Seems to me that with a somewhat more sophisticated weight-measuring device along those lines, a modern jetliner could calculate for you things like V1 and Vr. It could even do balance (equal across left/right main gear? What’s the anticipated load on the nose gear for this total weight?) if it wanted to.
Getting wackier, with a good GPS and a database of airports, the aircraft would even know, on its own, not only what airport it is at, but what runway it is lined up upon, in which direction, how long it is, and all the other fun environmental considerations that go into a successful takeoff. (Already done for III-C instrument landings, no?)
Of course, there’s lots of room for some really spectacular failure modes doing that.
Personally I’d like to see implemented something like “The flight crew still does the math, enters in their numbers, and the aircraft can object, “Those are way off my numbers. Check again, please.”” J.
Dumb question: what happens if an aircraft reaches V1 but doesn’t make it to VR? Even if it’s just a kt or two, is it possible to get stuck in between?
V1 is set such that if an engine fails after V1, the aircraft will still be able to take off and climb sufficiently to clear the obstacles past the end of the runway. That means, for the aircraft to reach V1 but not Vr, two engines have to fail. When that happens, the pilot would probably abort the take-off, and hope for the best. (If you’re going to crash, it’s better to not get off the ground in the first place.)

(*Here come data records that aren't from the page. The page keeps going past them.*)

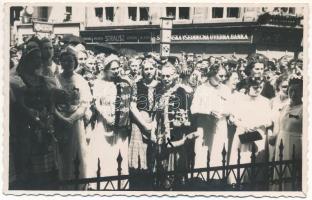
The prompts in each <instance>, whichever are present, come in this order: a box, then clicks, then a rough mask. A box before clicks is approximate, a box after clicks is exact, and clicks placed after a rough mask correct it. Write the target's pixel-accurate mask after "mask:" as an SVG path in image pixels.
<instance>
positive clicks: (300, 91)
mask: <svg viewBox="0 0 312 200" xmlns="http://www.w3.org/2000/svg"><path fill="white" fill-rule="evenodd" d="M288 87H289V89H288V95H289V103H288V104H287V105H286V106H284V108H283V109H282V110H281V113H280V116H279V121H278V123H277V126H276V127H274V133H275V134H276V135H277V141H276V146H275V159H276V160H279V155H280V154H281V153H283V160H291V159H292V158H293V157H292V156H293V147H295V155H294V156H295V159H298V160H299V161H300V162H301V160H302V118H303V109H302V93H303V80H302V79H301V78H294V77H293V78H290V80H289V82H288ZM281 141H282V142H283V145H284V149H283V152H280V149H279V145H280V143H281ZM286 177H290V174H289V172H288V171H287V170H286V172H285V174H284V178H286ZM274 179H278V174H277V172H276V171H274ZM272 189H273V190H277V189H278V185H273V187H272ZM282 190H283V191H289V190H292V187H291V183H283V184H282Z"/></svg>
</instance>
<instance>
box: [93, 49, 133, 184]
mask: <svg viewBox="0 0 312 200" xmlns="http://www.w3.org/2000/svg"><path fill="white" fill-rule="evenodd" d="M99 77H101V79H98V80H96V81H95V83H94V98H95V99H96V101H95V105H96V110H97V112H98V118H97V123H96V125H95V129H94V130H93V133H92V136H91V139H90V149H89V154H90V162H89V163H88V164H89V165H90V168H89V169H88V176H91V177H94V176H96V171H97V167H98V159H99V161H100V167H101V176H115V175H117V174H118V171H117V168H118V163H117V160H116V159H117V157H118V155H119V154H120V155H121V156H122V159H123V160H122V163H121V168H122V174H128V171H129V170H128V145H129V135H130V102H131V94H132V90H131V87H130V85H129V82H127V81H126V80H124V79H121V78H120V63H119V58H118V57H117V56H116V55H110V56H108V57H106V59H105V62H104V65H103V68H102V69H101V72H100V76H99ZM112 184H113V185H114V186H113V187H114V188H116V187H117V182H113V183H112ZM110 186H111V185H110ZM110 186H108V188H107V189H112V188H109V187H110ZM90 187H91V188H94V185H90ZM121 187H123V188H124V187H128V186H127V185H126V183H125V182H123V181H122V185H121Z"/></svg>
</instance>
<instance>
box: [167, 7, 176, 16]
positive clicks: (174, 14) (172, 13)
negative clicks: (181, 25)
mask: <svg viewBox="0 0 312 200" xmlns="http://www.w3.org/2000/svg"><path fill="white" fill-rule="evenodd" d="M166 15H167V17H173V19H175V18H176V17H175V16H176V7H167V8H166Z"/></svg>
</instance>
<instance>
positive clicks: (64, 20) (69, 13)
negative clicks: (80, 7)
mask: <svg viewBox="0 0 312 200" xmlns="http://www.w3.org/2000/svg"><path fill="white" fill-rule="evenodd" d="M71 15H72V7H71V6H66V8H65V19H64V21H65V22H68V21H70V20H71Z"/></svg>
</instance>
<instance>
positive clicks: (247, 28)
mask: <svg viewBox="0 0 312 200" xmlns="http://www.w3.org/2000/svg"><path fill="white" fill-rule="evenodd" d="M86 10H87V14H86V15H87V18H86V23H85V30H83V31H81V32H80V35H81V37H83V38H84V39H85V41H86V42H87V43H88V44H90V45H92V44H96V43H101V42H104V43H105V42H106V43H110V44H113V45H115V46H116V47H118V48H130V49H134V50H136V51H138V52H146V51H156V52H159V42H160V41H159V33H160V18H161V17H163V16H166V17H172V18H173V29H172V42H171V53H172V54H176V53H180V52H181V51H184V52H193V53H206V54H209V55H215V54H216V55H220V54H222V55H228V54H235V55H236V56H246V55H247V54H249V53H253V52H260V53H263V54H265V55H267V56H268V57H271V56H272V55H273V56H275V57H276V56H282V55H285V54H291V55H294V54H296V53H297V52H298V51H301V43H302V34H303V26H302V20H301V19H302V16H303V12H304V9H303V8H299V7H283V8H265V7H211V6H205V5H197V6H195V7H185V6H183V7H180V6H178V5H176V6H154V7H145V6H137V7H132V6H115V7H112V6H110V7H87V8H86ZM266 15H268V17H267V19H266V20H263V21H259V19H260V18H261V17H262V16H266ZM275 16H277V17H275ZM279 16H280V17H279Z"/></svg>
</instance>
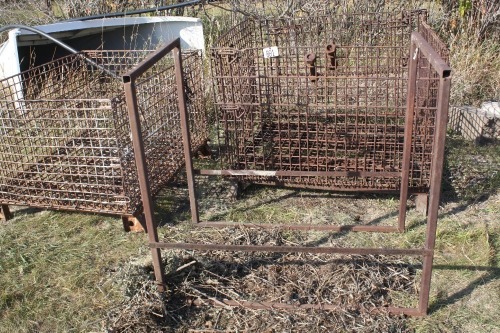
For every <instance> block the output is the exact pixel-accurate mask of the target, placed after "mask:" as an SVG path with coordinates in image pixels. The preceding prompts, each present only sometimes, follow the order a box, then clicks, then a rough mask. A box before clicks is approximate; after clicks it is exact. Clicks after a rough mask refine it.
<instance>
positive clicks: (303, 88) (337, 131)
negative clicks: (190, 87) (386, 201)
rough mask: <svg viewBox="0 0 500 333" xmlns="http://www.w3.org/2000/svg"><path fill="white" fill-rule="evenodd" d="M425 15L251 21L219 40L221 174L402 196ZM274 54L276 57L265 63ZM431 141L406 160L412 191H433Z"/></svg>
mask: <svg viewBox="0 0 500 333" xmlns="http://www.w3.org/2000/svg"><path fill="white" fill-rule="evenodd" d="M424 16H425V15H424V13H422V12H420V11H419V12H414V13H403V14H384V13H379V14H353V15H347V16H335V15H333V16H325V17H313V18H311V17H307V18H299V19H293V20H265V21H251V20H248V21H245V22H242V23H241V24H239V25H237V26H236V27H234V28H233V29H232V30H231V31H230V32H228V33H227V34H225V35H224V36H222V37H221V38H220V39H219V41H218V43H217V44H216V46H215V47H213V48H212V52H211V56H212V68H213V76H214V83H215V86H216V89H217V91H216V93H215V98H216V105H217V107H218V112H217V115H218V120H217V122H218V124H219V131H218V133H220V136H219V142H220V143H222V145H223V149H222V150H221V151H222V153H221V154H222V165H221V169H229V170H246V171H252V170H253V171H266V172H267V171H269V172H271V171H276V172H277V173H276V174H274V175H266V176H259V175H250V174H247V175H242V174H240V175H237V176H235V177H237V178H240V179H247V180H251V181H254V182H260V183H280V184H286V185H295V186H299V187H317V188H327V189H333V190H340V191H344V190H346V191H353V190H354V191H357V190H377V191H390V190H399V188H400V186H401V184H402V180H401V174H402V173H403V172H404V171H405V170H403V167H402V161H403V151H404V139H405V137H404V136H405V110H406V108H407V105H406V104H407V101H406V96H407V89H408V88H407V79H408V66H407V63H408V44H409V38H410V35H411V32H412V31H415V30H416V29H417V27H418V24H419V21H420V20H421V19H423V17H424ZM273 46H276V47H277V49H278V51H279V55H277V56H274V57H273V56H271V57H269V58H265V57H264V55H263V49H264V48H269V47H273ZM415 121H419V120H418V119H416V120H415ZM432 126H433V124H429V127H432ZM425 133H426V135H425V136H423V137H419V140H415V141H412V145H413V146H414V147H415V148H416V149H419V150H420V151H422V152H429V154H427V153H421V154H410V155H408V156H409V157H410V161H409V162H408V163H407V164H410V165H411V166H412V167H411V173H410V174H409V175H408V177H409V190H410V191H412V192H425V191H427V190H428V188H429V175H430V173H429V166H430V146H428V144H427V142H429V141H432V140H433V138H432V130H430V131H427V132H425ZM286 172H294V174H293V175H290V176H288V175H284V174H283V173H286ZM310 172H318V174H313V175H310V174H309V173H310ZM320 172H325V173H328V172H339V173H338V174H330V175H327V174H323V175H321V174H319V173H320ZM280 173H281V174H280ZM301 173H302V174H301Z"/></svg>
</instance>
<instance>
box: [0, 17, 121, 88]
mask: <svg viewBox="0 0 500 333" xmlns="http://www.w3.org/2000/svg"><path fill="white" fill-rule="evenodd" d="M12 29H24V30H28V31H31V32H34V33H36V34H39V35H40V36H43V37H45V38H47V39H50V40H51V41H53V42H54V43H56V44H57V45H59V46H60V47H62V48H64V49H66V50H68V51H69V52H71V53H73V54H75V55H77V56H79V57H81V58H82V59H83V60H85V61H86V62H87V63H89V64H90V65H92V66H94V67H96V68H98V69H100V70H101V71H103V72H105V73H106V74H109V75H111V76H112V77H113V78H115V79H118V80H121V77H119V76H118V75H117V74H116V73H114V72H112V71H110V70H109V69H106V68H104V67H103V66H102V65H99V64H98V63H96V62H95V61H93V60H92V59H90V58H88V57H86V56H84V55H83V54H82V53H80V52H79V51H78V50H75V49H74V48H72V47H71V46H69V45H67V44H65V43H63V42H61V41H60V40H59V39H57V38H54V37H52V36H51V35H49V34H47V33H45V32H43V31H42V30H40V29H37V28H33V27H30V26H27V25H22V24H11V25H7V26H4V27H0V33H2V32H4V31H8V30H12Z"/></svg>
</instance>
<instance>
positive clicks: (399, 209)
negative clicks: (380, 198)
mask: <svg viewBox="0 0 500 333" xmlns="http://www.w3.org/2000/svg"><path fill="white" fill-rule="evenodd" d="M418 52H419V50H418V47H417V46H416V45H415V43H413V42H412V43H411V47H410V59H409V62H408V63H409V68H408V92H407V99H406V116H405V133H404V145H403V161H402V162H403V164H402V167H401V190H400V196H399V216H398V231H399V232H404V230H405V220H406V204H407V201H408V186H409V179H410V170H411V169H410V160H411V143H412V142H413V120H414V117H415V96H416V91H417V63H418Z"/></svg>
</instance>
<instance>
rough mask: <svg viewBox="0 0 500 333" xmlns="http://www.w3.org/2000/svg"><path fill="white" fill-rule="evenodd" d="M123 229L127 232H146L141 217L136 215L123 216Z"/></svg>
mask: <svg viewBox="0 0 500 333" xmlns="http://www.w3.org/2000/svg"><path fill="white" fill-rule="evenodd" d="M122 222H123V229H125V231H126V232H146V230H145V229H144V226H143V225H142V223H141V221H140V220H139V218H137V217H135V216H127V215H123V216H122Z"/></svg>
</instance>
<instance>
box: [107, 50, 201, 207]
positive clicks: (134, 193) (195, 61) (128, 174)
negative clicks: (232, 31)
mask: <svg viewBox="0 0 500 333" xmlns="http://www.w3.org/2000/svg"><path fill="white" fill-rule="evenodd" d="M182 62H183V74H184V89H185V94H186V104H187V105H186V106H187V110H188V113H189V119H190V130H191V149H192V150H193V151H196V150H197V149H199V147H200V146H201V145H203V144H204V143H205V142H206V139H207V137H208V122H207V119H206V110H205V108H204V88H203V78H202V74H203V68H202V66H203V65H202V59H201V54H199V53H198V52H191V53H189V54H183V56H182ZM135 87H136V91H137V100H138V110H139V114H140V118H141V129H142V139H143V144H144V151H145V155H146V163H147V166H148V176H149V182H150V186H151V189H150V190H151V194H152V195H153V196H154V195H156V194H157V193H158V191H159V190H160V189H161V188H162V187H163V186H165V184H166V183H167V182H168V181H170V180H172V177H173V176H174V175H175V173H176V172H177V171H179V169H180V168H181V167H182V166H183V165H184V162H185V160H184V150H183V141H182V133H181V123H180V113H179V110H178V104H177V103H178V95H177V90H176V88H175V87H176V77H175V70H174V64H173V58H172V57H170V56H167V57H165V58H163V59H162V60H161V61H160V62H158V63H156V64H155V65H154V66H153V67H151V68H150V69H149V70H148V71H146V72H145V73H144V74H142V75H141V76H139V77H138V78H137V80H136V83H135ZM115 103H116V109H117V110H119V113H121V115H120V116H119V117H117V122H118V125H117V127H118V132H119V133H120V138H119V142H120V146H121V149H120V150H121V151H122V152H123V154H124V155H123V156H122V165H123V166H124V170H127V171H128V170H130V172H126V173H124V178H125V179H126V181H125V191H126V193H127V194H128V195H129V198H130V200H131V204H132V206H137V205H139V204H140V200H141V196H140V191H139V183H138V178H137V175H136V171H135V170H136V168H135V159H134V156H133V151H132V141H131V137H130V135H129V131H128V130H129V123H128V113H127V105H126V103H125V100H124V98H123V99H117V100H116V101H115ZM125 129H126V130H127V131H125Z"/></svg>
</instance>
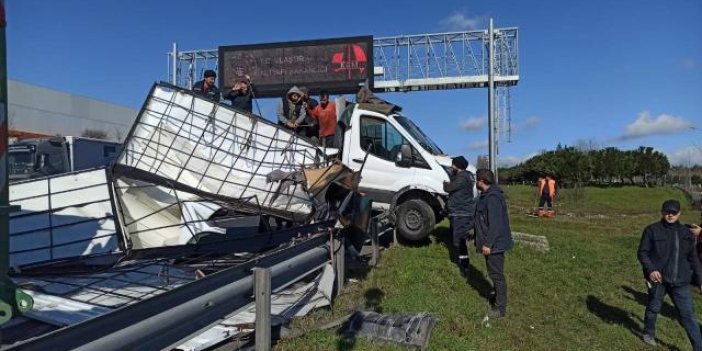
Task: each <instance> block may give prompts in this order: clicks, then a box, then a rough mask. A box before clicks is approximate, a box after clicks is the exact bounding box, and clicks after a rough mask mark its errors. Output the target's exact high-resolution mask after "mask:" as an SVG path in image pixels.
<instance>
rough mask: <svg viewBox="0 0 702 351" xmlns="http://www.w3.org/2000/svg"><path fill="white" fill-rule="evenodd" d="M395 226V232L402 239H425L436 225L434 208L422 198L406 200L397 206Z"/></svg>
mask: <svg viewBox="0 0 702 351" xmlns="http://www.w3.org/2000/svg"><path fill="white" fill-rule="evenodd" d="M395 226H396V227H395V228H396V229H397V233H398V234H399V235H400V236H401V237H402V238H404V239H407V240H409V241H420V240H422V239H425V238H426V237H427V236H428V235H429V233H430V232H431V231H432V230H433V229H434V226H436V217H435V216H434V210H433V209H432V208H431V206H429V204H427V203H426V202H424V201H422V200H419V199H412V200H407V201H405V202H403V203H402V204H400V206H399V207H398V208H397V218H396V220H395Z"/></svg>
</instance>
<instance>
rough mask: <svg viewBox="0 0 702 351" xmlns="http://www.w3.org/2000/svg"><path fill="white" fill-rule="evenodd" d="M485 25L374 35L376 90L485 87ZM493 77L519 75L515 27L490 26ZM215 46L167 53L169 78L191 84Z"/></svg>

That said, the physics are not black-and-white; an aircraft can rotate and get airborne when it is slower than Vr, but it wouldn’t be able to climb as well (or at all). When that happens, the cause is typically not an engine failure. Sylvia has blogged about a catastrophic take-off from a muddy grass strip at “Pushing Limits: The Fatal Crash of a Newly Qualified Pilot”. I also remember a blog post about a flight (in Eastern Europe?) that couldn’t get airborne properly because of wing ice, but can’t find it right now.
But in general, aircraft don’t struggle to reach Vr, and commercial multi-engine aircraft can reach Vr and take off even if one engine fails: this shows you that it’s highly unlikely that an aircraft would accelerate to V1 and then stop accelerating.
Unless the pilot reduces the thrust, of course.
Sylvia writes, “After reaching V1, there is not enough remaining runway to safely stop.” As this event demonstrated, that’s not strictly true; or rather, it depends what “safely” means. V1 really represents two separate conditions. From the Skybrary:
“Maximum V1” represents the speed beyond which the aircraft can not stop safely. The actual V1 can be lower. So, while V1 is the “decision speed”, a bad decision doesn’t necessarily spell disaster.
Yeah, I agree, “safely” is doing a lot of heavy lifting there. I started to write a bit about buffers and it felt like too much. In this case, they didn’t need the buffers: the runway was dry, the weather was perfect, they had a headwind, and there were no faults with the aircraft.